Questions fréquentes
L'ANJ peut-elle sanctionner un joueur français ayant déposé en cryptomonnaie sur un opérateur offshore ?
Non, l'ANJ dispose d'un pouvoir de sanction dirigé vers les opérateurs, non vers les joueurs. Le joueur français conserve toutefois la totalité de ses obligations fiscales attachées à la conversion des jetons en euros, article 150 VH bis du CGI, formulaire 2086 et formulaire 3916-bis pour les comptes ouverts hors de France.
Une licence MiCA d'une plateforme d'échange couvre-t-elle une activité de casino en ligne ?
Non, MiCA couvre les services sur cryptoactifs, non les jeux d'argent. Un opérateur de casino en ligne relève du régime français de la loi n° 2010-476 et de l'ordonnance n° 2019-1015, régime qui n'autorise à distance que le pari sportif, le pari hippique et le poker. Aucune licence crypto ne se substitue à l'agrément ANJ.
La liste ANJ des sites illégaux inclut-elle les opérateurs crypto récents ?
Oui, la liste s'actualise en continu à mesure que les équipes du régulateur identifient de nouveaux domaines exploités à destination des résidents français. Entre mars 2022 et octobre 2024, 506 décisions ont visé 2 365 URL, avec une prédominance des jeux de casino en ligne, dont beaucoup acceptent les cryptomonnaies comme moyen de règlement.
Que devient la fiscalité des gains si le casino en ligne était un jour ouvert aux opérateurs ANJ ?

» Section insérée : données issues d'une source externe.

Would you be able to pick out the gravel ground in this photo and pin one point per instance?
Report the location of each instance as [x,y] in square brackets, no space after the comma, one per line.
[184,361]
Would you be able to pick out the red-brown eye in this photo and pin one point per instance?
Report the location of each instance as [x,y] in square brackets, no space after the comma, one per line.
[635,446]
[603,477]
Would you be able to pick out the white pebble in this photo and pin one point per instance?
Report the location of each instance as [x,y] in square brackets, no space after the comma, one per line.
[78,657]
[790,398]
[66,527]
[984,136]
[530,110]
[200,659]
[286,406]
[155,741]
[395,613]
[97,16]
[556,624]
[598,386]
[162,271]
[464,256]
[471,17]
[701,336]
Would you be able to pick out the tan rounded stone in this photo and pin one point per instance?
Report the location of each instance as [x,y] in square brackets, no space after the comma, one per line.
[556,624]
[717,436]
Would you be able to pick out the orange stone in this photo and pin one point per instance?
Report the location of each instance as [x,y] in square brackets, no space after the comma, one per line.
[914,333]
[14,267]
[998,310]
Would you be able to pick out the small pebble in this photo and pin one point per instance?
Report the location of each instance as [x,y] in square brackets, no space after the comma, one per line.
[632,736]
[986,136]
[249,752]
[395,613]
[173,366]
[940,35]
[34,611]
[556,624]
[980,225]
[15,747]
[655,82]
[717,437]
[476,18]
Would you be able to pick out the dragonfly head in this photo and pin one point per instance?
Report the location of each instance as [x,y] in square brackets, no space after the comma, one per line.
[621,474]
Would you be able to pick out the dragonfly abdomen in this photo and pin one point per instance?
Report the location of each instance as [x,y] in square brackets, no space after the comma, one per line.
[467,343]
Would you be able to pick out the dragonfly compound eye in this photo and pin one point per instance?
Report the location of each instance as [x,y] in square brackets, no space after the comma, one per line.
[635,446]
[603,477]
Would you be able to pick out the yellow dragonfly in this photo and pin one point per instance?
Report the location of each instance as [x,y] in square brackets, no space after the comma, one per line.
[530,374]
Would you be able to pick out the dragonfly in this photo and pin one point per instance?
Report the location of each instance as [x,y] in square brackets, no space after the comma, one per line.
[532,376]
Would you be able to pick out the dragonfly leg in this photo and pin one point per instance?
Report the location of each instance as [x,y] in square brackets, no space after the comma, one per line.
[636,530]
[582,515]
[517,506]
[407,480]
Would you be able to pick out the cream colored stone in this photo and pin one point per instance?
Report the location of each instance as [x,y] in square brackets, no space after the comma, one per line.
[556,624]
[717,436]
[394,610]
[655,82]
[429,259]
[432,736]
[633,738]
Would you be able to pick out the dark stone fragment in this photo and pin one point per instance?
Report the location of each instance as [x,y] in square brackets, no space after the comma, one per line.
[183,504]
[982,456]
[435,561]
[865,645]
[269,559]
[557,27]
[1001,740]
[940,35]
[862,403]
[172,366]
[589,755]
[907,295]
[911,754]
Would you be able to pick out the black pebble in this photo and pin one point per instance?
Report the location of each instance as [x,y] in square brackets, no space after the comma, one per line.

Dans l'hypothèse d'une ouverture assortie d'un agrément ANJ, les gains d'un particulier non professionnel bénéficieraient de l'exonération applicable aux gains de jeux ANJ. Le régime crypto de l'article 150 VH bis reprendrait son application dès que le joueur convertirait des jetons acquis ailleurs. La distinction se joue au moment de l'entrée sur la table de jeu, non lors du retrait.